Por Dani Moro (@d.a.n.i_m.o.r.o)

Chegando em Tóquio, finalmente entendi todas as fotos que já havia visto sobre a cidade…
Não eram apenas lugares próximos, é simplesmente a maneira de ser de Tóquio.
Como será minha maneira de ser?
Depois de tantos países, já não sei bem quem sou e como sou.
Meu celular começa a avisar que está acabando o espaço. 33. 133 fotos! Lembro do meu pai, ele gostava do número 33.
Olho as fotos para tentar apagar algumas e percebo que já vivi tantas coisas que parece que estou viajando faz anos.
Agradeço por ter poucas roupas, elas têm sido as únicas coisas que tenho e mantenho.

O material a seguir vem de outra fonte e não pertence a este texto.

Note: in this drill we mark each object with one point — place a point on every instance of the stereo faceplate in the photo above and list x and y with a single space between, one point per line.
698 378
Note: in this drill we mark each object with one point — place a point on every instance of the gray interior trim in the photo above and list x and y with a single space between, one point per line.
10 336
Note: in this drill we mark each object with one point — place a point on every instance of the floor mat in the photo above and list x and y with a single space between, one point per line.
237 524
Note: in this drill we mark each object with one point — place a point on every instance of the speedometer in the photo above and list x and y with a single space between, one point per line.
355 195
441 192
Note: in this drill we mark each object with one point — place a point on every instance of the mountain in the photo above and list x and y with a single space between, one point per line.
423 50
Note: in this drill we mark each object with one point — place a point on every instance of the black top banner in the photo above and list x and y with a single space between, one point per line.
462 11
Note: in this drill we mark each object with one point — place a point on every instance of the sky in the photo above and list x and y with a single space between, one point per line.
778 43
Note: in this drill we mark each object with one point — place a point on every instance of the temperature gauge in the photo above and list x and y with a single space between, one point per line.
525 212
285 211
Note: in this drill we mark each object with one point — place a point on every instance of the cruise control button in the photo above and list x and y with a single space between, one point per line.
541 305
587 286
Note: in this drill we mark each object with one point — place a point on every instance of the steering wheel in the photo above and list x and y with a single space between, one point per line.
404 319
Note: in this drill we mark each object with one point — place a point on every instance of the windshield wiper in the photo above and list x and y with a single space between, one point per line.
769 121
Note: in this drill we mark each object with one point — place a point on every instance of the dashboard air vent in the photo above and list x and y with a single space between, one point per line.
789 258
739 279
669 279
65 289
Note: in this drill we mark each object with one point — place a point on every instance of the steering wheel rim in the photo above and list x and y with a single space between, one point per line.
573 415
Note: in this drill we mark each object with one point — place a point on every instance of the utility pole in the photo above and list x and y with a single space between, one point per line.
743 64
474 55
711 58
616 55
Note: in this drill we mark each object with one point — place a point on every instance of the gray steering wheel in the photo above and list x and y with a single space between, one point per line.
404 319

Elas são as únicas coisas que permanecem… memória… ainda tenho! Graças!!!!!
Então, pertenço a algo.
O tempo cada vez mais me mostra que só temos coisas… pessoas, não temos! Amamos, gostamos… mas não temos. E cada lugar que passo, aprendo a gostar mais de pessoas…
Assim como eu, Tóquio tem sua própria vestimenta… e seus acessórios. Seus letreiros na vertical como brincos pendurados, um colorido opaco como se a vida real tivesse um filtro de fotos.
Minha paleta de cores é de outono, então me sinto parte do cenário em Tóquio.
Como o outono é bonito em Tóquio.
Preciso voltar na primavera , para ter certeza que o outono é mais bonito… não podemos saber de nada se não vemos o todo, nada é inteiro em partes.
O silêncio não é privilégio de Hiroshima.
Meu bairro é repleto de casas, muitas… mas as ruas são repletas de caquis… pessoas? Poucas!
As pessoas estão todas em alguns lugares por algum tempo… e cada lugar tem um tempo diferente de ter pessoas. Alguns lugares têm pessoas até as 17h, quando o sol se esconde no outono. Outros lugares têm pessoas após as 17h.
O barulho que existe na farmácia apresentando produtos que não existem nas ruas… mesmo o parque cheio, com crianças e vida, é silencioso. Uma alegria silenciosa.
Será que é uma alegria oriental… como se não precisasse rir alto, não precisasse mostrar ao mundo… bastasse estar?
Tenho objetivos claros para Tóquio. Vim para comer ramen e sushi. Todo o resto não me importa… vim para isso!
Vim para criar uma memória afetiva capaz de me manter conectado a este lado do mundo. Como pude viver tanto tempo longe daqui?